Today we were going to fetch our dresses. Sally is going to be the bridesmaid, and Emma and I are going to be the bridesmaid’s helpers. “More like my slaves,” says Sally.

“What’s our job exactly, Aunt M.?” I asked.

“Well, you look pretty and carry flowers and generally you are the gofers.”

“Gophers?” I wrinkled up my nose and made faces with Emma. “Aren’t they the funny little animals that live in the desert?” There was a photo of a gopher in my nature book.

“Not those gophers,” said Aunt M. “Go for this! Go for that! That sort of gofers.”

“Oooh,” said Emma. “You mean slaves, like Sally says?”

Aunt M. laughed and pulled over the car outside Mrs. Lemon’s shop. Sally was already waiting. She works in Mrs. Lemon’s shop now every Saturday, but today she popped in to help out because she won’t be able to on Saturday. At first she worked for free until she had paid off Mrs. Lemon for all the stationery she had stolen, but now she gets paid. But she says she would work for free and that Mrs. Lemon is her best old-person friend. Today she had Spiff bars for us all.

“Not for me, thanks,” said Aunt M. “I want to fit into that wedding dress!”

“One Spiff bar won’t kill you,” joked Sally. “You’re beginning to look like a lollipop! A big round head and a body like a stick.”

“Well, thanks very much, Sally. I suppose you’d prefer me to look as fat as my mother?”

“Are you calling our granny fat?” asked Emma. “How dare you!”

“She’s my mother and I will call her what I like,” answered Aunt M. “I’ll probably end up looking like her anyway. Most people end up looking like their mothers.”

“I won’t end up looking like Mammy,” I said.

Everyone went a bit quiet in the car when I said that. Then Aunt M. said, “Well, you’re already like Poppy in other ways. You’re a bit ditzy, like she was.”

“And you read other people’s diaries,” put in Sally quickly.

I was going to tell her that it wasn’t Mammy who did that, it was Aunt M., but my phone beeped and it was a joke from Orla.

Hi. Hav u heard dis 1? Why is a marriage like a 3-ring circus? It has an engagement ring, wedding ring, and suffering.

I had to read it out loud, of course, and they all laughed. But I didn’t get it. Anyway, we were at the dress shop then, so everybody forgot about it and we piled out of the car, all excited.

Dad was busy in the kitchen when we all arrived back at the house.

Aunt M. went through to the sunroom at the back to inspect the garden. “The garden looks smashing — but do you think you have planted enough marigolds, Paul?” she called out.

She had a point — our garden was absolutely covered in marigolds, waving their funny orange heads in the wind. We had planted them in honor of Aunt M. for the wedding.

“Damn things sprout like weeds!” answered Dad. “Just like yourself, Marigold.”

“Thanks for that, Paul,” Aunt M. laughed. “Sally probably would have planted lollipops in my honor if she had had her way.”

“Now, girls,” said Dad to me and Emma, “there’s going to be quite a crowd dropping in looking for dinner tonight, so we’d better get cooking.

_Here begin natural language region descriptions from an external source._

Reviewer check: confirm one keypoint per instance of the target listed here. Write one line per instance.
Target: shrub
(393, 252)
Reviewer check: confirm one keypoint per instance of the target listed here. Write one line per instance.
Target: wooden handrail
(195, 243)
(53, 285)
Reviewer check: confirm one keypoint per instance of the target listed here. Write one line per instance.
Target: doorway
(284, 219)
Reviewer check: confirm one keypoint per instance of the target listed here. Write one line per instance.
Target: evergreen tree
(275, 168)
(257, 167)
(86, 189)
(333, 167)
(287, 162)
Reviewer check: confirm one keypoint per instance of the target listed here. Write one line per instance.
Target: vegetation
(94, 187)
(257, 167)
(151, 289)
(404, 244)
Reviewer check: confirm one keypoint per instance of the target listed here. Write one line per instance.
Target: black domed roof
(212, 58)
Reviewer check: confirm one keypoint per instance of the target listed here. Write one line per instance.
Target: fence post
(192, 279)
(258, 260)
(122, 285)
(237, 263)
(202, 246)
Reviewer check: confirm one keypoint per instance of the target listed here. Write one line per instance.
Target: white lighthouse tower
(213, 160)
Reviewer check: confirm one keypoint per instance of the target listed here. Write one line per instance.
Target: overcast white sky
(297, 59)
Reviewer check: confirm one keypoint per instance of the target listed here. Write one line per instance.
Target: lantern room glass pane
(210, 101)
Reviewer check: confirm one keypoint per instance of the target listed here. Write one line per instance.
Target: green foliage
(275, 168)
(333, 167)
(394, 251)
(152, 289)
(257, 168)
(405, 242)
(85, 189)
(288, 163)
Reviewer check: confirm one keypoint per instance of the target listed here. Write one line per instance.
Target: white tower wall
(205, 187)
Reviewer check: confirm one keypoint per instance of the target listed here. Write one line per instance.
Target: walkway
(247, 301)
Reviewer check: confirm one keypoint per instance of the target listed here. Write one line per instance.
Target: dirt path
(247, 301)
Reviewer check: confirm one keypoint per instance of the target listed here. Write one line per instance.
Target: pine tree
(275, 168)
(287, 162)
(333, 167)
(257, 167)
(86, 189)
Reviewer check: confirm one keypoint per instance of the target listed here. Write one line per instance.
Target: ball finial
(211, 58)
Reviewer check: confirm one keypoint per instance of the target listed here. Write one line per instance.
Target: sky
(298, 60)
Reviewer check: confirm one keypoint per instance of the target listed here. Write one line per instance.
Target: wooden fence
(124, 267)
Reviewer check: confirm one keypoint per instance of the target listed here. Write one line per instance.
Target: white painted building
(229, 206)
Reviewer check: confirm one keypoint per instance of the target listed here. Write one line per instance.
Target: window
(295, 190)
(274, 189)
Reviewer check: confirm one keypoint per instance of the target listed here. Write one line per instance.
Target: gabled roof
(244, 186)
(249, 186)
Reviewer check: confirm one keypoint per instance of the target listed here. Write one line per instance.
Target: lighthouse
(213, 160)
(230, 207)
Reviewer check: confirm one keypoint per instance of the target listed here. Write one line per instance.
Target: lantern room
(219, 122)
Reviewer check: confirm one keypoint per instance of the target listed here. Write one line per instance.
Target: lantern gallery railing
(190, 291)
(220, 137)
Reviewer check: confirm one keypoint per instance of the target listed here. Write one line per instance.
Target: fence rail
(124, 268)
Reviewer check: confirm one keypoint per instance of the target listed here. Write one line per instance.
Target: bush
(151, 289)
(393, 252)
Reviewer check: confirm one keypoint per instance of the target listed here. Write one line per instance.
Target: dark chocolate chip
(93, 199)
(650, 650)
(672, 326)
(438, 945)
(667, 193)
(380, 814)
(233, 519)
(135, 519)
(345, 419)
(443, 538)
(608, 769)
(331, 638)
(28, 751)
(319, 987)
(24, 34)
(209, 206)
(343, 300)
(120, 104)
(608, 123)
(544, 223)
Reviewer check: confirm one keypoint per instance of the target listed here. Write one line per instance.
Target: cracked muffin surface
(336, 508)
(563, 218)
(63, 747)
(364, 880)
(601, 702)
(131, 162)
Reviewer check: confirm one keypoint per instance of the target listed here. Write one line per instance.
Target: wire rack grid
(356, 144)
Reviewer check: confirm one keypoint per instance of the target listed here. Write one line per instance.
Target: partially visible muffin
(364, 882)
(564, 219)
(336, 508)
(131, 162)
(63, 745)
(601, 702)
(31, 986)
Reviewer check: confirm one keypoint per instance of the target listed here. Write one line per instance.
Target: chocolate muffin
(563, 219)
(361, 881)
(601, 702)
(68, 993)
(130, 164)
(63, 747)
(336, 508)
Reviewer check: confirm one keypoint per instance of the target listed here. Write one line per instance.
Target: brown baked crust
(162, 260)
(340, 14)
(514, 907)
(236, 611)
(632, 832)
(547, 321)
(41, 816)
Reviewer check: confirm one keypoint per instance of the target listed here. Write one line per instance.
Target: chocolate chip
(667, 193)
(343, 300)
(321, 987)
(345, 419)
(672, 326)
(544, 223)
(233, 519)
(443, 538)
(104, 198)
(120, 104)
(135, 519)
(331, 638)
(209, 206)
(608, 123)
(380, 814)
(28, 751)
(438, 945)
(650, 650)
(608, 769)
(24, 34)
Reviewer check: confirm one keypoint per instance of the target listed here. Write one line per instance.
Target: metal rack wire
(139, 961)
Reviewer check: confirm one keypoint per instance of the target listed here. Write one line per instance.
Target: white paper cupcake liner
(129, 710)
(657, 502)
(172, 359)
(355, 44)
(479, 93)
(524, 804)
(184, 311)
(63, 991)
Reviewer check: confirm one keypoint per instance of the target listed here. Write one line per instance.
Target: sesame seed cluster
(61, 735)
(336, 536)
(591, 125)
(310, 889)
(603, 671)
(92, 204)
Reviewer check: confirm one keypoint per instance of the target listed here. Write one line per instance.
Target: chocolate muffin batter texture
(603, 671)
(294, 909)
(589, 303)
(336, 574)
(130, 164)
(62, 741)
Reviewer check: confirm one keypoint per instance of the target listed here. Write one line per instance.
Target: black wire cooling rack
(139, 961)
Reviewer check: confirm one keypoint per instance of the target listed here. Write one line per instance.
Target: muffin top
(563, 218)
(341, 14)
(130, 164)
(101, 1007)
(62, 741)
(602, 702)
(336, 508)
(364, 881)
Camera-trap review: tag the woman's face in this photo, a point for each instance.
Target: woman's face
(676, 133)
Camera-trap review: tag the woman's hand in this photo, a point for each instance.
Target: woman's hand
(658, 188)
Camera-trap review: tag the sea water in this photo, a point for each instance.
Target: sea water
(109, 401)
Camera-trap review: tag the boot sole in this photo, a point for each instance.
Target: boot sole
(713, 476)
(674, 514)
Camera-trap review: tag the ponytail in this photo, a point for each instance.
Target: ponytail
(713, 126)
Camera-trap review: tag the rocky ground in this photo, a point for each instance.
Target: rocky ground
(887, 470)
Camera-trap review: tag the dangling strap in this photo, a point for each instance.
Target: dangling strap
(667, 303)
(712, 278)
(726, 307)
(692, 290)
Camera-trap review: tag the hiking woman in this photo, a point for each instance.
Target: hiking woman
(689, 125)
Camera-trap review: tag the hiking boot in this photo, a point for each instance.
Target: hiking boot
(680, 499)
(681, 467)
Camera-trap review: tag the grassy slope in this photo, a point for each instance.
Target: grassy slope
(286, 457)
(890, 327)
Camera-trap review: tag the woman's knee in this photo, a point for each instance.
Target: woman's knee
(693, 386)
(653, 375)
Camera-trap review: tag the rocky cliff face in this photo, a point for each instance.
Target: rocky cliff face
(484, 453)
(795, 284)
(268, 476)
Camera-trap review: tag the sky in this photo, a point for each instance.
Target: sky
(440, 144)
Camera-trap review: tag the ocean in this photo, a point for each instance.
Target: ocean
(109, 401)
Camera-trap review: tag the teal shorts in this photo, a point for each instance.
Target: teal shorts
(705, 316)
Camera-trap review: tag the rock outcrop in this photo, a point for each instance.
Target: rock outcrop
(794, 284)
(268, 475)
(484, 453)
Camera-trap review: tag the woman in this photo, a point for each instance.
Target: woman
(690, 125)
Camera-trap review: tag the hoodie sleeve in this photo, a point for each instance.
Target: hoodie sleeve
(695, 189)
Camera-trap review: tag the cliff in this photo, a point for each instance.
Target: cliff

Your fiancé is out with Conor in the shed making a racket,” he told Aunt M.

Months ago Nicholas and Aunt M. had asked our family if they could use our back garden for their wedding reception, because it was so big and beautiful and they could not afford the hotel.

I thought they were crazy. “Our garden used to be beautiful,” I had said to Aunt M., “when Mammy looked after it. Now it’s just a big dog’s toilet.”

“The grass is up to your waist,” Sally added.

“And the bushes are all overgrown and the flowerbeds are probably full of weeds,” Conor said.

“Yes. All that is true,” Dad agreed. “But, you know, it could be fixed up if we all worked together. We have three months, after all.”

“What if it rains on the wedding day?” Sally put in.

“Oh, we thought about that,” said Aunt M. “We could put up a tent. Your garden is big enough.”